Inti tulisan gue begini…
Kalo ente merasa ngerti hukum dan HAM tapi memilih membela terdakwa hukuman mati dengan alasan yang jauh dari logika :Bertobatlah. Orang-orang seperti saya, hanya ngerti sedkit tentang HAM dan hukum, jumlahnya banyak. Tidakkah Anda punya keinginan untuk membuat orang yang ngga paham permasalahan kayak saya jadi sedikit lebih pinter ?Pahalanya gede, lho.

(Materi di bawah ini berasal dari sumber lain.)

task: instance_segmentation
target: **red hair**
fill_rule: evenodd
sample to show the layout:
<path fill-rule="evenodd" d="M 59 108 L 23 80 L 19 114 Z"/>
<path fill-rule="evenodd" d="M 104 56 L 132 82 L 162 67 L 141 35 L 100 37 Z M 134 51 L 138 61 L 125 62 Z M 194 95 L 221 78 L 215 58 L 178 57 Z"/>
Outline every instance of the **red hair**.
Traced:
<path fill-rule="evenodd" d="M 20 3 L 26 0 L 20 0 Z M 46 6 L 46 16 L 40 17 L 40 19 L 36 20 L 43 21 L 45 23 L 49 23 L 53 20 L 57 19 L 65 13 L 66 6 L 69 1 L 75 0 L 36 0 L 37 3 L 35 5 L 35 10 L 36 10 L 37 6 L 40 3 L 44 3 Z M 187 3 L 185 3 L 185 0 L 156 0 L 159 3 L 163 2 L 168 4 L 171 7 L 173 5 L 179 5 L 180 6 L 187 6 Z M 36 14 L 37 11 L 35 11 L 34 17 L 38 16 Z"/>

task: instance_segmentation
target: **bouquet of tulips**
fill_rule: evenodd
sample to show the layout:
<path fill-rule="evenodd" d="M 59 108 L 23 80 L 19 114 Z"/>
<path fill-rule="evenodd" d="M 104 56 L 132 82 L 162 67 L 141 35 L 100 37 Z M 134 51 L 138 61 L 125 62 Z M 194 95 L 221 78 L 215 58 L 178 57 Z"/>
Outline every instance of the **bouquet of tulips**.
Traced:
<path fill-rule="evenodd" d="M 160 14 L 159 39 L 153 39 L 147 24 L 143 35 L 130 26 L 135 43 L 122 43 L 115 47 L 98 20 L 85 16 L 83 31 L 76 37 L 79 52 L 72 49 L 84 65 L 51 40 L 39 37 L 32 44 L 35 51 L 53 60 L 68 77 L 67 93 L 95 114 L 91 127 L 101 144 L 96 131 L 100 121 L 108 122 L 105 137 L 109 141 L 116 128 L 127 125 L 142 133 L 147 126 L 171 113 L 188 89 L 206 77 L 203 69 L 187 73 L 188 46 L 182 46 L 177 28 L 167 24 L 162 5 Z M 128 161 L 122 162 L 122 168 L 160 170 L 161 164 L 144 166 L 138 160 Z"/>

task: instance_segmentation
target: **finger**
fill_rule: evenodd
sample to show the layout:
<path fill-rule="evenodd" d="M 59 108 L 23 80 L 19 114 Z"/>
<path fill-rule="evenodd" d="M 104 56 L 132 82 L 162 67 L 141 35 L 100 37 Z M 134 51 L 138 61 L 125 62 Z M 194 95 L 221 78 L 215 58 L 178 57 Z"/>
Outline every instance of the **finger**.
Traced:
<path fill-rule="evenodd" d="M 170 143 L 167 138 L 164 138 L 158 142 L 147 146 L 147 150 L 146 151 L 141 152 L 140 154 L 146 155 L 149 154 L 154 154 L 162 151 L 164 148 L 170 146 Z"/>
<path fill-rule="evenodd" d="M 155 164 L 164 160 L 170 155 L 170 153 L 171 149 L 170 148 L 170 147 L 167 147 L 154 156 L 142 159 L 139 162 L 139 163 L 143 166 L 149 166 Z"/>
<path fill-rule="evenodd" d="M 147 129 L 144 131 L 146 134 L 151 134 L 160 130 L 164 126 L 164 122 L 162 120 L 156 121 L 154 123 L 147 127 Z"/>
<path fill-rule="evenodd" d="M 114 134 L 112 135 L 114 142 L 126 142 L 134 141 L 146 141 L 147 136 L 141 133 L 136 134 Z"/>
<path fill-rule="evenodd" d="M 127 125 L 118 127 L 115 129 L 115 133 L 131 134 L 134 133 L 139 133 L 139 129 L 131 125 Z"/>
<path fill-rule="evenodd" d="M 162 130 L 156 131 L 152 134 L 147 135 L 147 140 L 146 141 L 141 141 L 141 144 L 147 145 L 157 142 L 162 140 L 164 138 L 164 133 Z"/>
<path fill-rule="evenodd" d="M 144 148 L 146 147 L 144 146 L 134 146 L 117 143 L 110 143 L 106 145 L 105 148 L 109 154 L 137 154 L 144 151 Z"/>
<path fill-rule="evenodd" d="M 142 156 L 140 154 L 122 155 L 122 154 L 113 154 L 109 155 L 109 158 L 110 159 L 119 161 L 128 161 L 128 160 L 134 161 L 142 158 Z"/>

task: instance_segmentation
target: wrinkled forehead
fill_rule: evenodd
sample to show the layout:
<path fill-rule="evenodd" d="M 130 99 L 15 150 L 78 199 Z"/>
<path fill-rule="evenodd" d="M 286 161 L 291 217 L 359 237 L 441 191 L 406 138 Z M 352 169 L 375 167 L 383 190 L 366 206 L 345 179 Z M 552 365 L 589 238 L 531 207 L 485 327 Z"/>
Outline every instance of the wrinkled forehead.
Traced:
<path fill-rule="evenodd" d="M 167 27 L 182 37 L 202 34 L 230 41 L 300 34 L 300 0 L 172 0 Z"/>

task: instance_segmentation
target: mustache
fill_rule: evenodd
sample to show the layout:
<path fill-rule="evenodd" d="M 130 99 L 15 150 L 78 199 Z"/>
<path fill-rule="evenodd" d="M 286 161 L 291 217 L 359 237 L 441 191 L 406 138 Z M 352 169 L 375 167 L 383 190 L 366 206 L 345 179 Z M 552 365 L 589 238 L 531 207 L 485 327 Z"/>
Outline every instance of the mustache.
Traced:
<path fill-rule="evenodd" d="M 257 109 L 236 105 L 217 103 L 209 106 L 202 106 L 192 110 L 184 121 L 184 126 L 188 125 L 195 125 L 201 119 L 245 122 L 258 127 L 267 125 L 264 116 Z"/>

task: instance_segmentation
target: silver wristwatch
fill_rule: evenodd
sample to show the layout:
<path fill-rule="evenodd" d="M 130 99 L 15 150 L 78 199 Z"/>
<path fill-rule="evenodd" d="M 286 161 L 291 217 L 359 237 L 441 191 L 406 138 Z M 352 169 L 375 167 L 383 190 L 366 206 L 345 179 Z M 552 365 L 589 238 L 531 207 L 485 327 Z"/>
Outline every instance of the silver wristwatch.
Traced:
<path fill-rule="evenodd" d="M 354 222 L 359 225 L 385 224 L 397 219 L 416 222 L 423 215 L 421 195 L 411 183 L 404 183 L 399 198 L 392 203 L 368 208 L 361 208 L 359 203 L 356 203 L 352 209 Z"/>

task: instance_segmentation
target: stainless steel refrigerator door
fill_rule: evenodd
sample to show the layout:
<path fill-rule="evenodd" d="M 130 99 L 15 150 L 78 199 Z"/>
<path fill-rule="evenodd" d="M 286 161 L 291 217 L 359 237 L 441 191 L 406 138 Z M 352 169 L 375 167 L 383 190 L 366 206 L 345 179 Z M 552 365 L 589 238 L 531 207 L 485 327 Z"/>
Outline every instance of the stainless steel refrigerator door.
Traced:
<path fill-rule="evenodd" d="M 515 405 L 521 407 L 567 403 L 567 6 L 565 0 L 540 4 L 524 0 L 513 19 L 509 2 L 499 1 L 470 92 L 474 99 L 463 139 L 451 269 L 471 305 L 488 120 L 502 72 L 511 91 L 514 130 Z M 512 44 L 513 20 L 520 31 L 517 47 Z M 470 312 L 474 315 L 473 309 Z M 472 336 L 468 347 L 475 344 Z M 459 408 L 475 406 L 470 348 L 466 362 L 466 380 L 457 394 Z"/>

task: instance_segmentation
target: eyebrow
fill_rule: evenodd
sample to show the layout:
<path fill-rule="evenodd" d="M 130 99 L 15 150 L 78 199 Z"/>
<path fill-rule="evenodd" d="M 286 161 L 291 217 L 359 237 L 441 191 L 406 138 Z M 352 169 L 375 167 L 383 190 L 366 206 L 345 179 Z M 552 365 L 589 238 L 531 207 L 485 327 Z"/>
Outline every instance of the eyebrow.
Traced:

Hal lain, di sekitar Anda, di FB friendlist atau followers Twitter Anda, pasti ada keluarga pecandu. Merekamungkin lagi berpikir untuk pindah ke rumah yang lebih kecil karena rumah yang sekarang mau dijual untuk menyogok hakim. Bisa jadi si adik jadi tertunda masukke sekolah yang bagus karena DPPnya dicuri si ibu yang kecanduan.Mereka mungki ribut terus tiap hari dan anak pertama baru kabur karena tak tahan keluarga jatuh miskin akibat uang tergerus untuk beli narkoba.
Saya, seperti halnya Anda, tak suka dengan hukuman mati dan percayalah,selalu ada cara untuk mengekspresikan pendirian kita tanpa perlu mendukakan hati keluarga korban pecandu.
30 April 2015
12.59 WIB
“One child, one teacher, one book, one pen can change the world.”